Su questa “normalità” si possono aprire abissi di discussione e polemica, ma, sicuramente, qualcosa fa presentarsi davanti al comitato olimpico con migliaia e migliaia di praticanti e strutture e attrezzature e valori sociali condivisi (qualcuno dirà omologati…) e pure business.
Meglio non procedere oltre sull’argomento, giusto per evitare la gufata, visto che i giochi per arrivare ai Giochi non sono ancora conclusi…
Due parole però vorremmo dirle su questi giovani atleti che stanno crescendo nel tempo dell’arrampicata normale (qualcuno dirà normalizzata…) e forse olimpica: forse è vero che quest’arrampicata qua ha perso tanto dello spirito di allora, che oggi i giovani vanno a scalare sulla plastica con lo stesso spirito con cui andrebbero a fare una partita a tennis, che non sanno nulla della storia dell’alpinismo e dell’arrampicata sportiva, che si stava meglio quando si stava peggio, ecc.

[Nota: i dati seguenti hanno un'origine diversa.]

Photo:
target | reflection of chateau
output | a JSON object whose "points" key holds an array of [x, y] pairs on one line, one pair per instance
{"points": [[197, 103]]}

Tutto vero, come sempre, eppure ci sembra che, fra i tantissimi giovani atleti che crescono sulla plastica, quelli che hanno spirito e passione (e che son pochi, son sempre stati pochi , dall’alba dalle storia) non ci mettano poi molto ad andare oltre la normalità e la normalizzazione, a passare dalla plastica alla roccia e dalla roccia al ghiaccio, al misto, alle big wall, agli ottomila.
In questo ci crediamo ed è per questo che noi del Gruppo Ragni, noi che abbiamo l’onore e l’onere di testimoniare la storia e i valori di un alpinismo e un’arrampicata che affondano le radici nei tempi in cui la plastica non esisteva manco per fare le scodelle, da diversi anni investiamo tempo, energie e risorse nella squadra sportiva giovanile e nella palestra d’arrampicata.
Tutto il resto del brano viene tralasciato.